By Luke Geiver | February 24, 2016

SM Energy Co., the independent exploration and production company with operations in the Eagle Ford, Permian and Bakken will focus on the Bakken and Permian in 2016. In the midst of low oil prices, the company has adopted a plan to preserve liquidity, persevere debt adjusted per share and progress well results and its portfolio.

In 2016, overall production volumes will be down, the company said in its 2016 guidance update. Volumes will range between 51MMboe to 55 MMboe. “Cash flow is the lifeblood of our business,” said Jay Ottoson, president and CEO of SM Energy. “There is no question that the macro is tough right now.”

To receive the best possible returns in 2016, the company has chosen to focus on the more-oily assets it has in the Permian Basin and the Williston Basin. Much of its Eagle Ford acreage resources is made up of condensate, the company said. “Economics are less attractive [in the Eagle Ford] then the Williston Basin and the Permian,” Ottoson said.

This year, the company will increase the number of wells it both drills and complete in Divide County, North Dakota compare to last year. SM intends to drill 20 wells and complete 50 wells, reducing its current inventory of drilled but uncompleted wells from 50 to roughly 20. In 2015, the company drilled and completed 11 wells in the county that targeted the Bakken formation. Previously, most operators in the area were only targeting the Three Forks formation, according to the company.
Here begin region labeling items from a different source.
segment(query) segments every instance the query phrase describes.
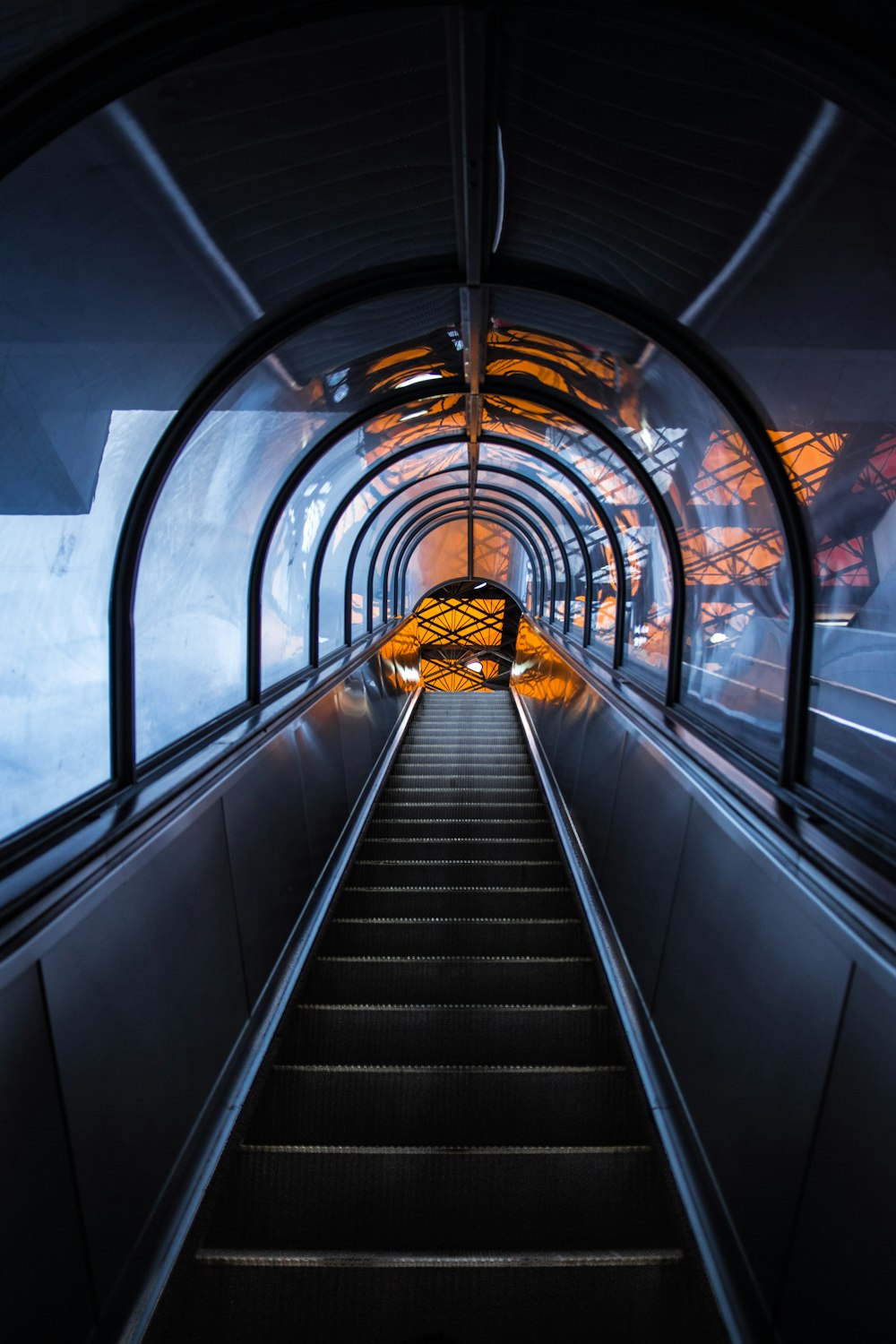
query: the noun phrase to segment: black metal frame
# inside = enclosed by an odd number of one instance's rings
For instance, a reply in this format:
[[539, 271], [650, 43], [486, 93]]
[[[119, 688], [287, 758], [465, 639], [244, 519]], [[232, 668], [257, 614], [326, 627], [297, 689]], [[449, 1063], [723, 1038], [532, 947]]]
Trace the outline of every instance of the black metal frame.
[[[322, 574], [324, 560], [326, 558], [326, 548], [328, 548], [329, 542], [330, 542], [330, 539], [332, 539], [332, 536], [333, 536], [333, 534], [334, 534], [334, 531], [336, 531], [336, 528], [337, 528], [337, 526], [340, 523], [340, 519], [343, 517], [343, 515], [345, 513], [345, 511], [351, 507], [351, 504], [355, 501], [355, 499], [357, 499], [357, 496], [364, 489], [367, 489], [368, 485], [373, 484], [377, 480], [377, 477], [383, 474], [383, 472], [388, 470], [396, 462], [404, 461], [404, 460], [407, 460], [410, 457], [416, 456], [418, 453], [424, 453], [424, 452], [427, 452], [430, 449], [443, 448], [443, 446], [449, 446], [450, 444], [462, 444], [462, 442], [465, 442], [463, 437], [459, 437], [459, 438], [457, 438], [457, 437], [446, 437], [446, 438], [439, 439], [439, 441], [424, 441], [420, 445], [410, 446], [410, 448], [406, 448], [406, 449], [399, 449], [399, 452], [391, 453], [388, 458], [382, 460], [382, 461], [376, 462], [373, 466], [371, 466], [361, 477], [357, 478], [357, 481], [355, 481], [355, 484], [352, 485], [352, 488], [345, 495], [343, 495], [343, 497], [340, 499], [337, 507], [333, 509], [333, 513], [330, 515], [329, 521], [326, 523], [326, 527], [324, 528], [324, 531], [321, 532], [321, 535], [320, 535], [320, 538], [317, 540], [317, 544], [316, 544], [316, 548], [314, 548], [314, 559], [312, 562], [310, 599], [309, 599], [309, 656], [312, 659], [312, 665], [313, 667], [317, 667], [317, 657], [318, 657], [320, 582], [321, 582], [321, 574]], [[443, 470], [463, 470], [463, 468], [462, 466], [454, 466], [454, 468], [445, 468]], [[480, 470], [484, 472], [484, 470], [486, 470], [486, 468], [480, 468]], [[498, 472], [500, 474], [508, 474], [508, 476], [513, 474], [513, 476], [516, 476], [517, 480], [524, 480], [525, 478], [525, 477], [521, 476], [521, 473], [512, 473], [508, 468], [488, 468], [488, 470], [489, 472]], [[441, 470], [439, 472], [433, 472], [433, 473], [430, 473], [430, 477], [431, 476], [439, 476], [439, 474], [442, 474]], [[396, 489], [394, 489], [380, 503], [388, 503], [388, 501], [394, 500], [404, 489], [410, 488], [411, 485], [419, 485], [422, 480], [426, 480], [426, 478], [430, 478], [430, 477], [420, 476], [420, 477], [416, 477], [416, 478], [414, 478], [411, 481], [406, 481], [404, 484], [402, 484]], [[536, 487], [536, 489], [539, 489], [540, 493], [548, 495], [548, 492], [543, 487], [540, 487], [540, 485]], [[516, 496], [513, 496], [513, 497], [516, 497]], [[551, 497], [551, 496], [548, 496], [548, 497]], [[531, 501], [528, 501], [528, 503], [529, 503], [529, 507], [532, 507], [533, 511], [537, 512], [537, 508], [535, 505], [532, 505]], [[566, 508], [566, 505], [563, 504], [563, 501], [559, 501], [559, 500], [555, 500], [555, 499], [551, 497], [551, 503], [557, 509], [557, 512], [560, 512], [563, 515], [564, 520], [568, 523], [570, 530], [571, 530], [571, 532], [572, 532], [572, 535], [574, 535], [574, 538], [575, 538], [575, 540], [576, 540], [576, 543], [579, 546], [579, 550], [582, 551], [582, 562], [583, 562], [583, 566], [584, 566], [584, 577], [586, 577], [586, 607], [587, 607], [587, 612], [588, 612], [588, 616], [590, 616], [590, 612], [591, 612], [591, 591], [592, 591], [592, 574], [591, 574], [591, 563], [590, 563], [590, 554], [588, 554], [587, 543], [584, 540], [584, 536], [583, 536], [580, 528], [578, 527], [578, 524], [572, 519], [572, 515], [568, 512], [568, 509]], [[379, 509], [379, 505], [376, 505], [376, 509]], [[375, 511], [371, 511], [371, 512], [375, 512]], [[548, 526], [548, 528], [551, 530], [551, 532], [552, 532], [552, 535], [555, 538], [556, 546], [557, 546], [557, 552], [563, 558], [566, 555], [566, 548], [560, 543], [559, 534], [556, 532], [556, 530], [553, 528], [553, 524], [548, 519], [545, 519], [545, 526]], [[348, 582], [347, 582], [347, 586], [348, 586]], [[345, 642], [351, 642], [351, 638], [348, 638], [348, 634], [347, 634], [347, 641]]]
[[[545, 520], [545, 515], [543, 513], [543, 511], [537, 505], [532, 504], [529, 500], [519, 499], [517, 496], [512, 496], [516, 500], [514, 504], [508, 503], [508, 500], [506, 500], [506, 492], [501, 492], [496, 487], [482, 485], [482, 491], [488, 492], [488, 497], [485, 497], [485, 503], [488, 505], [494, 505], [494, 507], [501, 505], [504, 508], [508, 508], [516, 516], [519, 516], [521, 519], [525, 519], [527, 523], [532, 523], [532, 520], [527, 517], [527, 511], [531, 511], [541, 521], [545, 521], [545, 526], [548, 527], [548, 530], [549, 530], [549, 532], [551, 532], [551, 535], [553, 538], [553, 542], [555, 542], [555, 546], [556, 546], [556, 554], [560, 558], [560, 563], [563, 566], [563, 577], [564, 577], [564, 582], [566, 582], [566, 593], [568, 594], [570, 590], [571, 590], [571, 585], [572, 585], [572, 571], [570, 569], [570, 562], [568, 562], [568, 558], [567, 558], [564, 547], [560, 544], [559, 534], [556, 532], [556, 530], [553, 528], [553, 526], [549, 521]], [[490, 496], [493, 496], [493, 495], [497, 495], [498, 499], [492, 499]], [[478, 495], [478, 487], [477, 487], [477, 500], [478, 500], [478, 497], [480, 497], [480, 495]], [[415, 503], [418, 503], [418, 501], [415, 501]], [[407, 509], [408, 515], [411, 513], [411, 508], [414, 508], [414, 505], [408, 507], [408, 509]], [[474, 509], [473, 509], [473, 516], [476, 517], [478, 512], [480, 512], [480, 507], [478, 507], [478, 504], [476, 504]], [[402, 515], [402, 516], [404, 516], [404, 515]], [[537, 532], [535, 535], [539, 536]], [[544, 539], [541, 536], [539, 536], [539, 540], [544, 544]], [[555, 564], [553, 554], [552, 554], [551, 548], [547, 544], [544, 544], [544, 554], [545, 554], [545, 556], [549, 556], [549, 559], [551, 559], [551, 621], [555, 622], [556, 621], [556, 602], [557, 602], [556, 564]], [[410, 556], [408, 556], [408, 559], [410, 559]], [[384, 569], [384, 574], [383, 574], [383, 582], [384, 583], [387, 582], [387, 573], [388, 573], [388, 569], [386, 567]], [[402, 574], [403, 574], [403, 571], [402, 571]], [[469, 575], [469, 578], [474, 578], [474, 575]], [[399, 599], [396, 597], [398, 591], [399, 591], [399, 574], [396, 571], [395, 575], [394, 575], [394, 585], [392, 585], [392, 606], [394, 606], [395, 610], [398, 610], [399, 605], [403, 606], [403, 601], [399, 603]], [[568, 630], [570, 630], [568, 606], [570, 606], [570, 602], [568, 602], [568, 597], [567, 597], [566, 610], [564, 610], [564, 620], [563, 620], [563, 633], [564, 634], [567, 634]]]
[[[510, 0], [467, 0], [451, 9], [494, 12], [512, 8]], [[7, 173], [60, 134], [75, 121], [148, 79], [191, 59], [240, 42], [269, 36], [333, 17], [380, 9], [380, 4], [353, 0], [308, 0], [297, 13], [292, 0], [258, 0], [249, 9], [220, 0], [185, 0], [175, 7], [144, 0], [125, 13], [93, 24], [87, 32], [39, 56], [0, 85], [0, 173]], [[392, 0], [391, 8], [416, 8], [415, 0]], [[590, 0], [567, 0], [566, 9], [592, 13]], [[668, 22], [664, 0], [641, 0], [638, 12], [611, 13], [602, 22], [633, 34]], [[744, 48], [774, 62], [789, 78], [803, 79], [819, 95], [836, 95], [844, 106], [893, 134], [892, 44], [876, 31], [873, 40], [856, 24], [819, 9], [785, 12], [767, 4], [742, 4], [721, 11], [707, 0], [680, 0], [676, 27], [689, 30], [724, 51]]]
[[[447, 441], [430, 441], [429, 444], [426, 444], [423, 446], [434, 448], [434, 446], [437, 446], [437, 442], [447, 442]], [[395, 461], [396, 458], [398, 458], [398, 454], [395, 454], [391, 460]], [[462, 466], [442, 468], [438, 472], [431, 472], [426, 477], [426, 480], [433, 480], [437, 476], [449, 474], [450, 472], [462, 472], [462, 470], [463, 470]], [[481, 473], [488, 473], [490, 476], [508, 476], [508, 477], [512, 477], [513, 480], [525, 481], [527, 485], [533, 487], [535, 491], [539, 495], [544, 495], [545, 497], [548, 497], [551, 500], [551, 504], [553, 505], [553, 508], [556, 508], [557, 512], [563, 515], [563, 517], [567, 521], [570, 530], [576, 536], [576, 540], [579, 543], [580, 550], [583, 551], [583, 556], [584, 556], [584, 560], [586, 560], [586, 578], [588, 581], [586, 583], [586, 590], [587, 590], [588, 598], [590, 598], [592, 595], [592, 591], [594, 591], [594, 575], [591, 574], [591, 563], [590, 563], [591, 558], [590, 558], [590, 552], [588, 552], [588, 543], [586, 542], [584, 534], [582, 532], [582, 528], [579, 527], [578, 520], [576, 520], [575, 515], [570, 511], [568, 505], [562, 499], [556, 499], [555, 496], [552, 496], [549, 493], [549, 491], [540, 481], [533, 481], [531, 477], [524, 476], [523, 472], [514, 472], [509, 466], [488, 466], [488, 468], [480, 466], [480, 472]], [[344, 628], [345, 628], [345, 644], [347, 645], [351, 645], [351, 642], [352, 642], [352, 591], [353, 591], [353, 577], [355, 577], [355, 564], [356, 564], [356, 560], [357, 560], [357, 555], [359, 555], [361, 543], [363, 543], [364, 538], [367, 536], [368, 528], [376, 521], [376, 519], [387, 508], [387, 505], [392, 504], [395, 501], [395, 499], [399, 495], [402, 495], [406, 489], [410, 489], [412, 485], [419, 485], [420, 480], [423, 480], [423, 477], [419, 477], [418, 480], [414, 480], [414, 481], [407, 481], [406, 484], [398, 487], [398, 489], [392, 491], [391, 495], [388, 495], [384, 499], [382, 499], [369, 511], [369, 513], [364, 517], [364, 520], [360, 524], [357, 536], [355, 538], [355, 542], [352, 543], [352, 550], [349, 552], [348, 562], [347, 562], [347, 566], [345, 566]], [[455, 485], [453, 488], [458, 489], [458, 488], [462, 488], [462, 487], [457, 487]], [[429, 493], [435, 493], [435, 491], [431, 491]], [[416, 497], [415, 503], [419, 503], [420, 500], [427, 499], [427, 497], [429, 497], [429, 495], [419, 495]], [[514, 497], [519, 497], [519, 496], [514, 495]], [[351, 500], [349, 500], [349, 503], [351, 503]], [[343, 501], [343, 511], [344, 511], [345, 507], [348, 507], [348, 505]], [[399, 515], [396, 515], [396, 517], [398, 516]], [[395, 521], [395, 519], [391, 519], [388, 526], [391, 527], [394, 521]], [[321, 544], [322, 544], [322, 542], [321, 542]], [[588, 610], [590, 609], [591, 609], [591, 601], [588, 599]], [[367, 628], [368, 628], [368, 632], [369, 632], [369, 630], [372, 630], [369, 609], [368, 609], [367, 617], [368, 617], [368, 625], [367, 625]]]
[[[533, 574], [536, 571], [535, 562], [537, 560], [537, 564], [541, 571], [541, 583], [543, 586], [545, 586], [545, 578], [544, 578], [545, 571], [541, 555], [537, 550], [537, 546], [533, 544], [532, 538], [524, 531], [523, 524], [510, 523], [498, 509], [481, 508], [480, 505], [477, 505], [476, 512], [477, 516], [488, 517], [498, 523], [501, 527], [505, 527], [508, 532], [510, 532], [510, 535], [516, 538], [516, 540], [525, 551], [527, 559], [532, 564]], [[447, 512], [439, 513], [438, 516], [434, 516], [431, 512], [427, 511], [426, 517], [420, 517], [419, 515], [416, 515], [416, 517], [410, 519], [404, 524], [400, 536], [396, 539], [399, 542], [400, 548], [395, 554], [395, 569], [392, 570], [392, 603], [395, 607], [399, 606], [399, 602], [402, 605], [404, 603], [404, 593], [400, 591], [400, 581], [404, 577], [404, 564], [410, 559], [411, 554], [416, 550], [419, 543], [423, 540], [423, 538], [429, 536], [430, 532], [434, 532], [445, 523], [453, 523], [458, 517], [467, 517], [467, 516], [469, 516], [469, 505], [466, 505], [463, 511], [459, 513], [455, 512], [453, 507], [449, 507]], [[386, 597], [387, 597], [386, 589], [390, 585], [391, 567], [392, 567], [392, 555], [388, 556], [383, 571], [383, 590]], [[553, 595], [553, 587], [555, 587], [553, 569], [551, 569], [551, 582], [552, 582], [552, 595]], [[517, 601], [520, 601], [519, 597]]]
[[[467, 517], [467, 521], [469, 521], [469, 512], [470, 512], [470, 508], [469, 508], [469, 501], [467, 501], [467, 504], [466, 504], [466, 517]], [[488, 511], [482, 511], [482, 512], [488, 515]], [[426, 521], [429, 517], [431, 517], [431, 513], [433, 513], [433, 509], [429, 509], [426, 517], [423, 517], [420, 513], [416, 513], [411, 519], [404, 519], [404, 521], [403, 521], [402, 527], [399, 528], [398, 534], [395, 535], [395, 538], [390, 543], [388, 551], [386, 554], [386, 559], [383, 560], [383, 579], [382, 579], [382, 586], [383, 586], [383, 598], [382, 598], [382, 602], [383, 602], [383, 617], [384, 617], [384, 620], [390, 620], [390, 617], [387, 614], [390, 605], [392, 607], [398, 607], [398, 601], [399, 601], [398, 574], [400, 573], [398, 570], [398, 566], [400, 564], [400, 560], [403, 559], [403, 556], [406, 554], [407, 543], [408, 542], [415, 542], [418, 539], [416, 534], [414, 534], [412, 538], [408, 534], [415, 527], [415, 524]], [[497, 517], [497, 513], [492, 513], [490, 516], [493, 516], [497, 521], [500, 521], [500, 519]], [[445, 517], [441, 521], [449, 521], [449, 519]], [[531, 538], [528, 538], [528, 536], [524, 538], [523, 536], [523, 534], [520, 531], [520, 524], [516, 524], [516, 528], [514, 528], [513, 524], [508, 523], [508, 530], [513, 531], [513, 535], [517, 538], [517, 540], [520, 542], [520, 544], [525, 550], [525, 554], [527, 554], [527, 558], [529, 560], [529, 564], [532, 566], [532, 583], [533, 583], [532, 606], [544, 618], [545, 603], [549, 601], [551, 602], [551, 610], [553, 612], [553, 606], [555, 606], [555, 602], [556, 602], [556, 571], [555, 571], [553, 566], [551, 564], [547, 547], [545, 547], [544, 554], [543, 554], [541, 550], [539, 548], [539, 544], [533, 544]], [[430, 528], [430, 531], [433, 531], [433, 528]], [[422, 538], [419, 538], [419, 539], [422, 540]], [[540, 538], [539, 538], [539, 542], [540, 542]], [[541, 544], [544, 544], [544, 543], [541, 542]], [[377, 550], [379, 550], [379, 547], [377, 547]], [[396, 559], [396, 570], [392, 571], [392, 560], [396, 556], [398, 556], [398, 559]], [[375, 571], [375, 566], [372, 566], [372, 569]], [[551, 585], [549, 586], [548, 586], [548, 579], [547, 579], [548, 571], [551, 574]], [[390, 573], [392, 573], [392, 598], [391, 598], [391, 602], [390, 602]], [[469, 575], [467, 575], [467, 578], [469, 578]], [[537, 587], [536, 587], [536, 579], [537, 579]]]
[[[379, 5], [364, 4], [360, 0], [355, 5], [337, 7], [340, 13], [368, 12], [376, 8]], [[453, 11], [457, 11], [463, 17], [465, 24], [482, 26], [485, 23], [485, 28], [488, 30], [489, 20], [484, 17], [484, 12], [486, 9], [500, 11], [500, 3], [496, 5], [462, 4], [453, 7]], [[613, 22], [637, 27], [638, 23], [646, 22], [645, 16], [649, 15], [650, 9], [650, 3], [645, 3], [641, 5], [642, 12], [635, 17], [622, 20], [617, 16]], [[697, 22], [699, 13], [703, 12], [703, 5], [697, 3], [692, 9], [693, 22]], [[662, 7], [660, 5], [658, 12], [661, 11]], [[200, 15], [201, 20], [199, 19]], [[713, 17], [716, 16], [717, 13], [713, 13]], [[110, 98], [134, 87], [136, 83], [161, 74], [164, 70], [176, 67], [184, 60], [246, 40], [250, 36], [278, 31], [279, 28], [293, 28], [324, 17], [333, 17], [332, 5], [324, 5], [322, 3], [312, 4], [304, 7], [301, 16], [297, 16], [294, 7], [287, 4], [286, 0], [262, 0], [261, 5], [257, 5], [250, 15], [231, 15], [226, 12], [224, 17], [219, 11], [219, 5], [193, 0], [193, 4], [188, 7], [179, 7], [175, 15], [160, 13], [157, 7], [146, 4], [106, 24], [99, 24], [75, 42], [54, 51], [50, 56], [42, 58], [0, 87], [0, 98], [4, 101], [3, 112], [0, 112], [0, 125], [4, 129], [4, 157], [0, 168], [9, 171], [16, 163], [34, 153], [42, 144], [46, 144], [81, 116], [86, 116], [89, 112], [106, 105]], [[739, 13], [733, 23], [731, 22], [731, 16], [728, 16], [725, 24], [736, 32], [735, 42], [743, 40], [744, 32], [747, 34], [747, 40], [750, 40], [750, 34], [752, 32], [751, 20], [744, 13]], [[797, 66], [803, 78], [807, 78], [810, 83], [814, 83], [825, 93], [830, 91], [833, 78], [837, 89], [842, 90], [848, 87], [850, 90], [853, 101], [862, 116], [872, 116], [880, 129], [892, 134], [892, 109], [896, 105], [896, 85], [892, 79], [892, 71], [887, 67], [887, 62], [881, 60], [880, 50], [869, 47], [857, 54], [854, 46], [852, 48], [849, 43], [844, 46], [842, 34], [836, 40], [829, 36], [819, 36], [817, 26], [813, 27], [793, 16], [787, 19], [780, 19], [780, 16], [772, 17], [764, 7], [762, 7], [755, 27], [764, 36], [772, 32], [776, 35], [775, 40], [779, 43], [779, 50], [772, 51], [766, 47], [766, 55], [771, 55], [774, 60], [785, 67]], [[830, 70], [834, 71], [833, 77], [827, 74], [819, 79], [814, 71], [806, 69], [806, 62], [795, 59], [795, 52], [799, 48], [793, 44], [794, 32], [801, 34], [802, 50], [810, 52], [815, 63], [827, 63]], [[469, 40], [463, 40], [467, 42], [469, 50]], [[774, 40], [771, 46], [774, 47]], [[862, 70], [862, 75], [857, 78], [856, 71], [860, 69]], [[86, 71], [90, 73], [90, 78], [86, 78]], [[490, 134], [488, 118], [492, 116], [493, 106], [485, 99], [481, 102], [480, 121], [474, 122], [465, 132], [462, 161], [467, 173], [473, 173], [477, 167], [476, 155], [470, 153], [470, 145], [477, 142], [488, 146]], [[480, 134], [478, 141], [477, 134]], [[478, 167], [481, 168], [482, 164], [480, 163]], [[467, 188], [465, 187], [463, 190], [466, 191]], [[478, 215], [476, 210], [470, 208], [467, 211], [463, 222], [466, 230], [465, 238], [472, 230], [474, 231], [477, 219], [480, 222], [480, 237], [482, 237], [482, 228], [488, 218], [484, 204], [486, 196], [486, 192], [480, 192], [481, 210]], [[465, 253], [461, 259], [462, 262], [469, 261], [469, 253]], [[713, 392], [755, 452], [778, 507], [794, 583], [791, 657], [779, 780], [786, 786], [799, 784], [805, 774], [809, 676], [811, 665], [811, 612], [814, 593], [810, 551], [799, 515], [799, 504], [790, 488], [783, 464], [764, 431], [762, 415], [754, 407], [751, 395], [740, 387], [737, 378], [705, 343], [652, 305], [614, 290], [611, 286], [588, 282], [564, 271], [496, 263], [488, 257], [488, 251], [484, 255], [484, 261], [489, 262], [488, 281], [492, 285], [532, 289], [567, 298], [579, 306], [595, 308], [607, 316], [615, 316], [629, 323], [643, 333], [645, 340], [662, 345], [704, 387]], [[244, 335], [236, 339], [224, 351], [222, 359], [200, 379], [193, 392], [187, 398], [168, 426], [132, 496], [120, 535], [110, 589], [111, 778], [107, 785], [101, 786], [89, 796], [91, 802], [133, 782], [138, 773], [134, 750], [133, 681], [133, 594], [136, 575], [148, 520], [168, 472], [191, 430], [199, 423], [206, 411], [214, 406], [218, 398], [254, 363], [269, 355], [271, 347], [278, 341], [297, 335], [314, 321], [324, 320], [356, 304], [402, 290], [411, 292], [422, 286], [459, 288], [462, 294], [466, 293], [469, 300], [470, 294], [476, 290], [476, 281], [472, 271], [465, 266], [461, 266], [461, 273], [458, 273], [458, 265], [454, 258], [441, 257], [429, 263], [411, 265], [410, 267], [395, 266], [361, 274], [349, 278], [336, 290], [321, 288], [317, 292], [309, 293], [298, 302], [289, 304], [279, 312], [261, 319]], [[484, 297], [485, 294], [480, 290], [478, 298], [482, 300]], [[472, 386], [469, 375], [466, 386]], [[544, 401], [544, 390], [540, 391], [539, 396]], [[563, 413], [579, 423], [584, 422], [583, 409], [575, 402], [567, 403], [563, 399]], [[600, 437], [606, 441], [606, 427], [602, 429]], [[613, 534], [609, 531], [607, 535], [611, 536]], [[676, 563], [676, 550], [669, 550], [673, 566]], [[681, 632], [674, 628], [676, 618], [680, 622], [684, 620], [681, 602], [673, 602], [666, 703], [674, 703], [680, 689], [677, 679], [680, 677], [681, 659], [676, 656], [676, 637], [680, 653]], [[253, 663], [257, 663], [257, 660], [253, 660]], [[259, 703], [261, 688], [253, 684], [251, 672], [249, 680], [250, 703]], [[197, 731], [211, 734], [218, 722], [214, 720]], [[736, 739], [731, 739], [731, 746], [735, 751], [740, 751]], [[142, 771], [156, 757], [152, 757], [148, 758], [148, 762], [141, 762], [140, 770]], [[60, 809], [59, 814], [62, 812], [67, 814], [69, 808]], [[15, 840], [12, 844], [15, 845]], [[8, 845], [4, 845], [3, 851], [5, 852], [7, 848]]]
The company will also deploy new completion techniques test and proved to increase production without increasing well completion costs. The strategy to complete most wells will now involve cemented liners with plug-and-perf style completions that increase estimated ultimate recoveries without requiring the use of more proppant. Most wells will cost $4.5 million to drill and complete for SM this year. The cost is linked to service costs reductions of roughly five percent attained in December, and the shorter depth required to reach the targeted formation in Divide County.

Although Ottoson believes the first six months of 2016 “are going to be ugly,” in regards to the price of oil, there should be some recovery in price in the second half of 2016. The company projects oil prices in the $37/b range for 2016 and $45 for 2017.
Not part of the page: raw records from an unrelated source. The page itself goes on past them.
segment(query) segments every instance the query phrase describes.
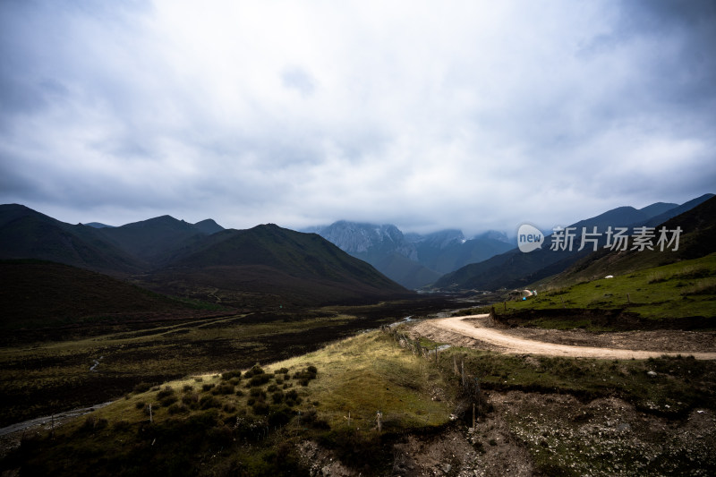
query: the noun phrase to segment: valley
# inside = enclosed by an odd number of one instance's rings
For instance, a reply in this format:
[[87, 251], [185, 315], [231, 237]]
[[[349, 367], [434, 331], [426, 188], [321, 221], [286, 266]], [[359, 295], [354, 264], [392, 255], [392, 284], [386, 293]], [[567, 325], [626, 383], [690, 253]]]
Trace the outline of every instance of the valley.
[[415, 293], [274, 225], [93, 229], [3, 206], [0, 427], [50, 422], [8, 428], [0, 471], [711, 475], [713, 207], [666, 218], [673, 253], [476, 264], [503, 285], [526, 264], [524, 294]]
During the 2016 guidance call, members of SM Energy’s executive team reiterated that the company is in better shape than many of its peer in regards to debt ratios and 2016 operational requirements.
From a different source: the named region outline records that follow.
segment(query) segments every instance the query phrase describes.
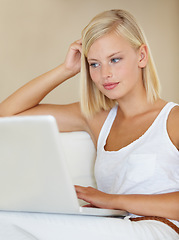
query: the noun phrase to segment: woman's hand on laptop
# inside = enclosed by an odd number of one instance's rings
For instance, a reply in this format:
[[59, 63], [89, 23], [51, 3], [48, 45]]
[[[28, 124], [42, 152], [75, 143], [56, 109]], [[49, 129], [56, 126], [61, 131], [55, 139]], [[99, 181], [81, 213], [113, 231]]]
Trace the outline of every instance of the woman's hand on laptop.
[[89, 203], [88, 207], [114, 209], [113, 201], [117, 195], [101, 192], [93, 187], [75, 186], [77, 197]]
This year, the company has to maintain a certain amount of acreage to keep the future value of the company alive, Ottoson said. “Given how we see the world,” he said, the company believes there will be a turnaround in the industry and that its acreage will remain a major value in the future.

Like most E&Ps, the company believes its borrowing base redetermination will be lowered this Spring. According to SM Energy, the company’s revolving credit facility could be cut by banks from its current level of roughly $2 billion to $1.5 billion or less.

Following a year of record production, Ottoson said the company will now focus on continuing to improve performance and economics, and, to “position the company for significant value growth as product prices recover.”